However, as this change now has been implemented, the next step is to further delineate the CEP and the Registered Clinical Exercise Physiologist (RCEP). Presently, the two major differences between these clinical certifications are as follows: CEP requires the candidate to have a minimum of a bachelor’s degree within the exercise sciences and 400 to 500 hours of clinical experience (on the job or internship) to sit for the examination. Also, the CEP works mainly with individuals who have cardiac, pulmonary, and/or metabolic conditions. In contrast, the RCEP must have a master’s degree in the exercise sciences with a minimum of 600 hours of supervised clinical experience. Furthermore, the RCEP is prepared to work with patients with additional clinical diagnoses including muscular-skeletal, neurological, immune, and/or cancer.

The challenge ahead is to decide if ACSM should continue with two clinical certifications or move to one. Changing to one could simply be eliminating one and keeping the other. Combining the two into one or creating an entirely new certification also is a possibility. Doing any of the above is a deliberate and complicated process because the CCRB must abide by best practices and the Institute of Credential Excellences/National Commission for Certifying Agencies (NCCA) standards. Once a decision is made, a new delineation study and job task analysis will be required to ascertain the specific domains and associated scope of practice.

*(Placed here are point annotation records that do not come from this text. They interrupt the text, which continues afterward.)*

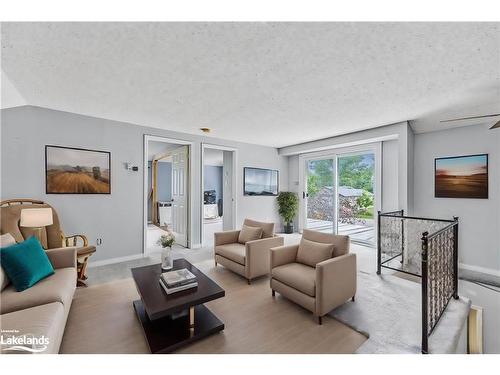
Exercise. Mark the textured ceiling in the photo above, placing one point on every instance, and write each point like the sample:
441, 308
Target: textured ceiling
267, 83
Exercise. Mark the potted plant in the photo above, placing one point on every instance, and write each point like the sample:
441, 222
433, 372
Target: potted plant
166, 241
288, 205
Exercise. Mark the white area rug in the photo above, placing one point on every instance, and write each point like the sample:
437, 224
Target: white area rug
388, 311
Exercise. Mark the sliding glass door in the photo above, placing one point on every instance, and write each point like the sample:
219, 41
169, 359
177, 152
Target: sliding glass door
320, 195
356, 177
339, 193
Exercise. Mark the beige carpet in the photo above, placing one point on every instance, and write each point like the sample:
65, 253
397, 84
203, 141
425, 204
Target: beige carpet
102, 320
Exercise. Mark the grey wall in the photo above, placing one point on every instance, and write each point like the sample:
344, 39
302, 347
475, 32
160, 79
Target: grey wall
479, 234
116, 218
212, 179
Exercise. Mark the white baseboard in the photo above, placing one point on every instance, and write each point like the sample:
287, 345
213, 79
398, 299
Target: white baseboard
487, 271
105, 262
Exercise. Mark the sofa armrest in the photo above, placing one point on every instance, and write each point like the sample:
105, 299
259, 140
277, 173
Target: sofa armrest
62, 257
257, 255
283, 255
223, 238
335, 282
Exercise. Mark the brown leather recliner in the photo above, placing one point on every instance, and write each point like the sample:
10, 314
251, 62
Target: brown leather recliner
52, 236
319, 276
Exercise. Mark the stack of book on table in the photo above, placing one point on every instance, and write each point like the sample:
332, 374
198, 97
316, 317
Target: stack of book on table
175, 281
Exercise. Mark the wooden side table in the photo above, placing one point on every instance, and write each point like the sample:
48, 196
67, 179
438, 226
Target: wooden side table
82, 257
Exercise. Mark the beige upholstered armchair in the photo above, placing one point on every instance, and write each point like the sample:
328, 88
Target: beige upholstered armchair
246, 251
52, 236
319, 273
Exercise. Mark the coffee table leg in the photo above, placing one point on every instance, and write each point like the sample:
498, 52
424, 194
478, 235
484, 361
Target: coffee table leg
191, 317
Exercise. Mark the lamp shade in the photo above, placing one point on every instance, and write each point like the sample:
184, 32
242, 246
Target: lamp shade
36, 217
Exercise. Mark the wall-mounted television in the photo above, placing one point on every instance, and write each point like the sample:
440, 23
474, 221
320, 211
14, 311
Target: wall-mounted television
259, 181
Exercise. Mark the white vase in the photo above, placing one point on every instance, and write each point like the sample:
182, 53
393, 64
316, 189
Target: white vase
166, 259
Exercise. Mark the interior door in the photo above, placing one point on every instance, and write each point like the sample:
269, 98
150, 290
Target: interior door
180, 191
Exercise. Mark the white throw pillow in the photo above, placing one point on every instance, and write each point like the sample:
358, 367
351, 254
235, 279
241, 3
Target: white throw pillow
5, 240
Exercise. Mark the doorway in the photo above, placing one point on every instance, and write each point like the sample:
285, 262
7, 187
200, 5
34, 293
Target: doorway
166, 191
341, 192
218, 188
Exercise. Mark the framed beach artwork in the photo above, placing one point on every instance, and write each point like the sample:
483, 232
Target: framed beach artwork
71, 170
461, 177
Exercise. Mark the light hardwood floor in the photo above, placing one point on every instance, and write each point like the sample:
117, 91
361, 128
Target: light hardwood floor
102, 320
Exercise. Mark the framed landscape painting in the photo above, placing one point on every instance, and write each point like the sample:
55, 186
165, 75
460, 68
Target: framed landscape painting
461, 177
77, 171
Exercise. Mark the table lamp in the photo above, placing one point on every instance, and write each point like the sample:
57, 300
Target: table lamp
36, 218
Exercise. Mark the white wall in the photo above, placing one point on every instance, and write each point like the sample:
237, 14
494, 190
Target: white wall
479, 230
390, 196
116, 218
10, 96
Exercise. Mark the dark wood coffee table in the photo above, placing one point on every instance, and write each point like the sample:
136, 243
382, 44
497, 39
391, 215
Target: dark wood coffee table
159, 312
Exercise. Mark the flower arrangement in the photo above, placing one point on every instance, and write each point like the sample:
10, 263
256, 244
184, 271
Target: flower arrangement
166, 240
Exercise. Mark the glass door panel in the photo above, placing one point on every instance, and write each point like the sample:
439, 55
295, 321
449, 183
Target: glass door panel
356, 176
320, 195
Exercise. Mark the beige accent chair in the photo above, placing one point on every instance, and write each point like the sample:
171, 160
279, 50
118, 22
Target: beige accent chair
319, 289
250, 259
43, 309
52, 236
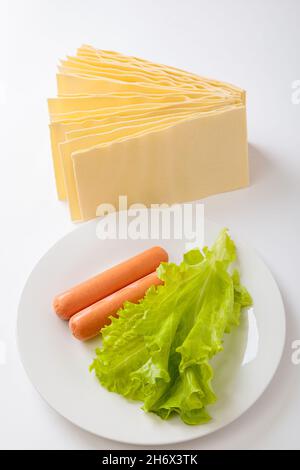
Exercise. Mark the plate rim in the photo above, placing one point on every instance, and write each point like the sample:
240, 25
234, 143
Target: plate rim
160, 442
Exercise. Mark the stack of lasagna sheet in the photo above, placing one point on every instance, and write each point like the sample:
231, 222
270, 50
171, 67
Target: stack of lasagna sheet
126, 126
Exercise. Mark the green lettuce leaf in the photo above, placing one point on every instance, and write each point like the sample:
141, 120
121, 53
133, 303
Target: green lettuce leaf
158, 351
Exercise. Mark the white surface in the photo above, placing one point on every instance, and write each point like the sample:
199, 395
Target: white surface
242, 371
252, 44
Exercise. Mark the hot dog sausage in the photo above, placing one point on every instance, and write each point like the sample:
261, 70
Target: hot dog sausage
96, 288
88, 323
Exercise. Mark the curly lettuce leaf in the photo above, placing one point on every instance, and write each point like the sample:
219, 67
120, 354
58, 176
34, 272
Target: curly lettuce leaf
158, 350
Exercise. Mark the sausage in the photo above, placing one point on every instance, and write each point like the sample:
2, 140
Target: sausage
96, 288
88, 323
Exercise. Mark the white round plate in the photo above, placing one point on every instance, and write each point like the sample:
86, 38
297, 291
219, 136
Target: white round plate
57, 364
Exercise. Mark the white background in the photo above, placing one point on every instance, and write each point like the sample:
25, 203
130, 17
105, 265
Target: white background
254, 45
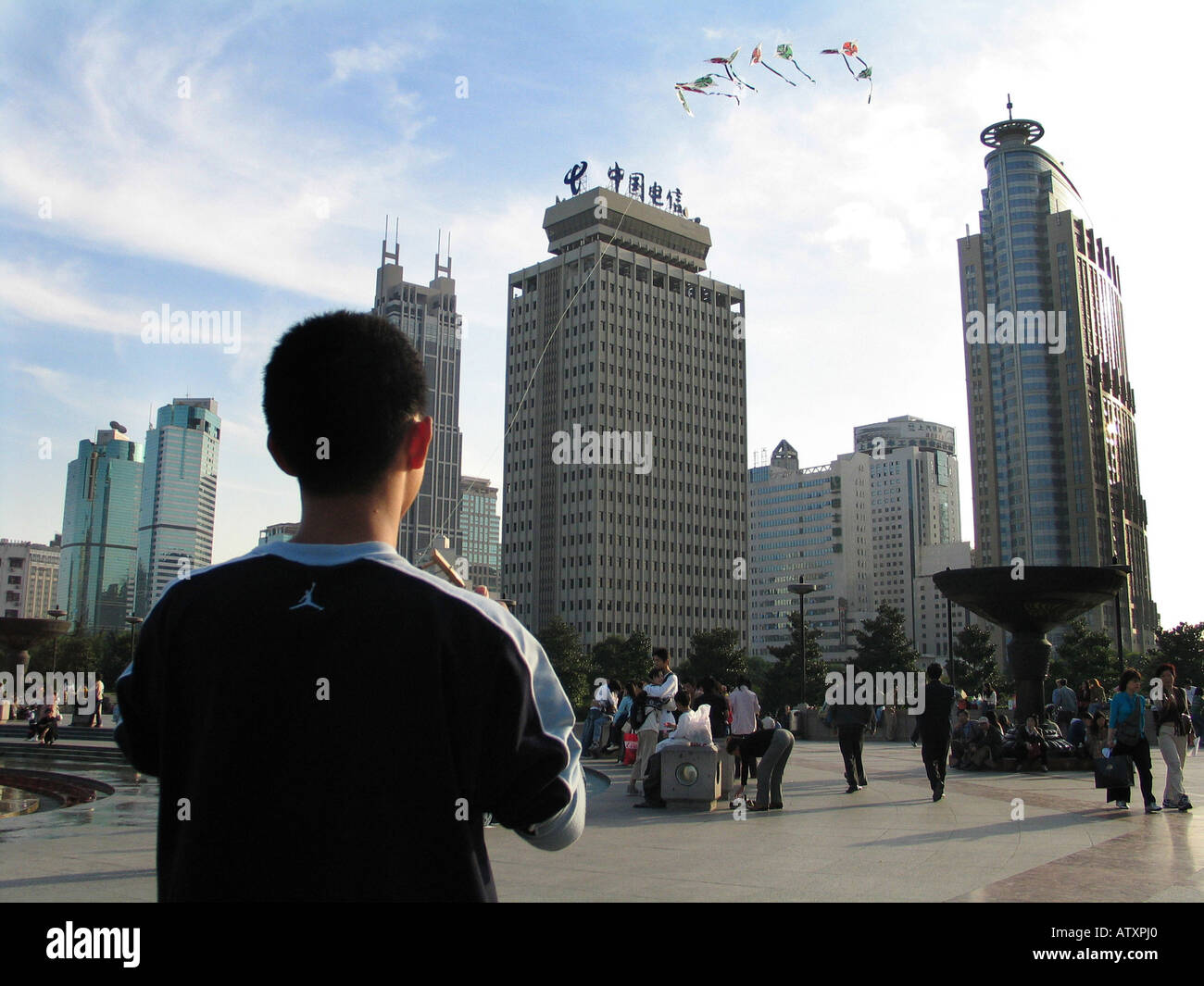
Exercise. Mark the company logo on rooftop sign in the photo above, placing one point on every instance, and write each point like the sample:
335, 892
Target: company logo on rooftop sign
637, 187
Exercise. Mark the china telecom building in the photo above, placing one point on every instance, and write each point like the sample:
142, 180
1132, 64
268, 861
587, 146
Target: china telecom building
629, 337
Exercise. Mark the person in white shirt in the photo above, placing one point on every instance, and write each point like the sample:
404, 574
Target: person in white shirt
660, 714
746, 708
99, 700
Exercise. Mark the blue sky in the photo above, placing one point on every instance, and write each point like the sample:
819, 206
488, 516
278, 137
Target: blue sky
265, 192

To arrive at a decision, CCRB has hired a consultant who has decades of experience working with organizations and NCCA/accreditation issues. Since spring 2015, a number of individuals in the clinical exercise professions including those in practice, academics, health care administration, and other stakeholders have been consulted about his or her individual beliefs and opinions. These interviews led to convening a focus group at ACSM’s Annual Meeting in San Diego this past May. Eighteen individuals participated, again representing CEP and RCEP practicing professionals, academics, CCRB, Clinical Exercise Physiology Association, and hospital administrators. The purpose of this session was to discuss the various related perspectives on the issue that also would serve as the basis for development of a survey that would be sent to all stakeholders (CEP and RCEP) as well as academics and employers of clinical exercise physiologists.

The survey was sent out in late August, and the CEP and RCEP committees along with the CCRB Executive Committee currently are reviewing the data and the consultant’s report and recommendations based on his review of the survey results. Once a consensus is reached based on the evidence collected, the CCRB Executive Council will make a recommendation to ACSM’s Administrative Council and Board of Trustees (BOT). The BOT will then vote on the proposal brought forth by the CCRB.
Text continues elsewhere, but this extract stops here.